Kesinlikle Türk olmayanlar bana yapılanlarla ilgili suçsuzdur! Samimi şekilde bana hak verdiklerini ifade ettiler ve takdirlerini benim işe alınmam yönünde kullandılar.

İşe Alındıktan Sonra Yaşanan Mobbingler
İzolasyon

Ben işe başladıktan sonra her geçen gün sistematik mobbing ve yalnızlaştırılma sürecine itildim. Öncelikle şirketteki tüm proje çalışanları şirketin 4. katında çalışıyorken, beni 5. kata oturttular ve 40 kişilik bir odada yalnız başıma çalıştım. Halbuki, diğer katın yarısı boştu. Oraya oturtulmam gerekirdi. Bu oturduğum kata zaman zaman elinde telsiz olan birileri gelip benim orada oturuyor olmamam gerektiğini ve orayı boşaltmam gerektiğini bana söylüyordu. Ben de konu ile ilgili denetmenlerimle görüşülmesini söylüyordum. 

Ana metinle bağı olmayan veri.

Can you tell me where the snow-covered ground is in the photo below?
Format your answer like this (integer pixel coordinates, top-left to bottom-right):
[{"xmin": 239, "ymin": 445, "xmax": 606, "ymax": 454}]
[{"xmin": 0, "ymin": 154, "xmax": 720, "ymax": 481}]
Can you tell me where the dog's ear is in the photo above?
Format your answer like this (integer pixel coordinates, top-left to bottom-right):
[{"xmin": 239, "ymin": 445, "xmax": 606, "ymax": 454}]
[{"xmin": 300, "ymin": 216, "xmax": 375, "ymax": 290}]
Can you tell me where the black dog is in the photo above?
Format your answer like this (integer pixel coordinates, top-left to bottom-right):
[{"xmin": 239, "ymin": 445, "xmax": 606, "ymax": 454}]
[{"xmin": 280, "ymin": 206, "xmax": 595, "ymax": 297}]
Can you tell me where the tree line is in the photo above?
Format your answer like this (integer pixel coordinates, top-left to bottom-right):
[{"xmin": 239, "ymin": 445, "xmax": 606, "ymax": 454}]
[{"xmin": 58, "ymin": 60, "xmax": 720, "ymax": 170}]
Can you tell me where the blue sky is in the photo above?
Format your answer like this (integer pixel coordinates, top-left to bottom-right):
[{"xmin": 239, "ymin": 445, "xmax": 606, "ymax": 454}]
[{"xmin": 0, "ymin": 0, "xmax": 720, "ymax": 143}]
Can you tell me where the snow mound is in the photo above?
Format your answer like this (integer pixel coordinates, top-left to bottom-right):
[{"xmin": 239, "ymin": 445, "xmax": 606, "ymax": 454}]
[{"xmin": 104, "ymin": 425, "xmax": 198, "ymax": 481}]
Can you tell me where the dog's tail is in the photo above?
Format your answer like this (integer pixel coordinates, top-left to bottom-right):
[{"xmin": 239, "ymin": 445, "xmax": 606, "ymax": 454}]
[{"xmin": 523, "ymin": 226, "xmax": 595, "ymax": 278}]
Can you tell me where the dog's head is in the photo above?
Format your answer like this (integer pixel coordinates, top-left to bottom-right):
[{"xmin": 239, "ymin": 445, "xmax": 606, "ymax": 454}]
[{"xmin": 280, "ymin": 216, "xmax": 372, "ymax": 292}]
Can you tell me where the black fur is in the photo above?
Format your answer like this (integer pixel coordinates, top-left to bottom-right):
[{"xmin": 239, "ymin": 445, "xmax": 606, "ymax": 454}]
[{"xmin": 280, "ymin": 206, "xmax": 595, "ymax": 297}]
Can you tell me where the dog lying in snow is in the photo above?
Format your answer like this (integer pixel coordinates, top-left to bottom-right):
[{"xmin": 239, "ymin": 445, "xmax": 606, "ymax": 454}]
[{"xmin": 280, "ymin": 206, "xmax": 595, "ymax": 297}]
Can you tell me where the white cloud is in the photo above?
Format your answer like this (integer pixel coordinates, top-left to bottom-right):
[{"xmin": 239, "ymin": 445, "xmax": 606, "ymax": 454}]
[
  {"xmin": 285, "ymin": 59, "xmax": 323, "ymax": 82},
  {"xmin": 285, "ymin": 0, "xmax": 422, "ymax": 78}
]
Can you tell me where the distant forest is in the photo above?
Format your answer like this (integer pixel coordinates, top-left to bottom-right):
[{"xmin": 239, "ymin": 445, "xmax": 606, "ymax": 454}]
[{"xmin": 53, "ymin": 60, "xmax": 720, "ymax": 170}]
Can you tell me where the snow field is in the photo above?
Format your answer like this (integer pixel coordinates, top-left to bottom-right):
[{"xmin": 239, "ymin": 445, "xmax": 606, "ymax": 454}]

Giriş Kartı İle İlgili Çıkarılan Zorluklar
Bana işe alınmama rağmen işe giriş kartı verilmedi ve stajyer kartı ile işe gidip gelmeye başladım. Stajyer kartım olduğu için hergün içeriye giriş işlemlerini yapmam 20 dakika sürüyordu. Çünkü bu kartı sabah danışmadan almak gerekiyordu ve danışmada her sabah sıra oluyordu. Bunu denetmenime defalarca bildirdim. Denetmenim beni personel destek birimine gönderip başvuruyu zaten yaptığını söylüyordu. 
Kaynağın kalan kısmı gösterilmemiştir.